Gay and bisexual men who are of 26 years of age or younger are more likely to be depressed than the heterosexual majority, a recent study conducted at the London School of Hygiene and Tropical Medicine has revealed.
Younger gay and bisexual men are twice more likely to be depressed or anxious than the older ones (above 45 years of age) sharing similar sexual interest, the study further said, Press Trust of India reported.
It took into account the responses of 5,799 gay and bisexual men aged 16 and over living in the UK. Depression, anxiety, attempted suicide and self-harm were examined against a range of life factors.
The researchers say that this is the first ever study that studies the mental health conditions among young gay and bisexual men living in the UK.
Poor mental health among the younger generation of gay/bisexual men may be because of the societal marginalisation or discrimination, which they are unable to handle.
The study added that younger gay men are six times more likely to harm themselves and even commit suicide than the older men of the same sexual orientation. The researchers are still investigating the causes behind the unhappiness among young homosexual, bisexual men.
"Mental illness is one of the biggest health challenges facing the world today and can affect people from all walks of life," Ford Hickson, lead author of study, said.
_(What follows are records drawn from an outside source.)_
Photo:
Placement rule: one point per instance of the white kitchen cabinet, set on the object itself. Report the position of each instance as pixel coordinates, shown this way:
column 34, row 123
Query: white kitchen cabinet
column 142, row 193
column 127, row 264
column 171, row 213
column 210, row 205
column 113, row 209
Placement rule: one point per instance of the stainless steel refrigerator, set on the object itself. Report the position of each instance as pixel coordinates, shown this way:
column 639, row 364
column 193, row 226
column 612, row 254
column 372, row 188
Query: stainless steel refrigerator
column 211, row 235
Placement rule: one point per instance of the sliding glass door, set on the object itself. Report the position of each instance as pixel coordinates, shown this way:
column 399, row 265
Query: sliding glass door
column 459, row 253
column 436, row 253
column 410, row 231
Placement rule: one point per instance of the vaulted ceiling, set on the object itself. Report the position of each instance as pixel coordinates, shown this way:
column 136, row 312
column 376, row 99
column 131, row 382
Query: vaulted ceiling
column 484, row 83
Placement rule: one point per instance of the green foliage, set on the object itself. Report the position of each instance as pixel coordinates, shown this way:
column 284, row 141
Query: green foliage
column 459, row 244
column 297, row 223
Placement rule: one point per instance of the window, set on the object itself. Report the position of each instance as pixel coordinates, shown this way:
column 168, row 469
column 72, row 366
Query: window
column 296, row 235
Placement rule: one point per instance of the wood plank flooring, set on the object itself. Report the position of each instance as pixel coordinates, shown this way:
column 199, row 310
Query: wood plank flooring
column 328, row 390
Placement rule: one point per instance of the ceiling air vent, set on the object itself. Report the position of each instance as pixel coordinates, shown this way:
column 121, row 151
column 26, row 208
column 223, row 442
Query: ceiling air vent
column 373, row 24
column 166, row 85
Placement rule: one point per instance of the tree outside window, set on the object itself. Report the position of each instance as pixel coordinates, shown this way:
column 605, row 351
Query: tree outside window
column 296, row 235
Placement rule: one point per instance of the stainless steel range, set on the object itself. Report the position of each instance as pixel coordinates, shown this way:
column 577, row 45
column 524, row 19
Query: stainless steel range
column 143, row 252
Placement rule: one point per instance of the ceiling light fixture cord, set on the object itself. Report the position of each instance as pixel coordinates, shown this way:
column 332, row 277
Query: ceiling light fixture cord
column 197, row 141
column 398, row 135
He added that although it is clear that the minority groups are at a greater risk of poor mental health conditions, but differences of psychological health within the same group is unclear.
The study informed that various factors such as age, ethnicity and education also determined the status of mental health among young gay/bisexual men.
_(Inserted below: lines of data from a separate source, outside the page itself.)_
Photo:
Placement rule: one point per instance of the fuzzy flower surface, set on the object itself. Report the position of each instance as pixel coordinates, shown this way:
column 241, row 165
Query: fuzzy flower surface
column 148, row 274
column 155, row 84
It found that Black gay and bisexual men were twice more likely to be depressed and five times more likely to have attempted suicide than White men.
Homosexual and bisexual men who were less educated also suffered from increased bouts of depression and anxiety. "Our study showed that among gay and bisexual men, age and ethnicity had a significant impact on mental health, as did income and education," Hickson said.
Older men can cope homophobia, marginalisation that lead to depression, anxiety well than younger gay and bisexual men, the study added.
The research highlighted that men can reduce their chances of suffering from depression, anxiety and suicidal thoughts by 50 percent if they prefer to live with a partner.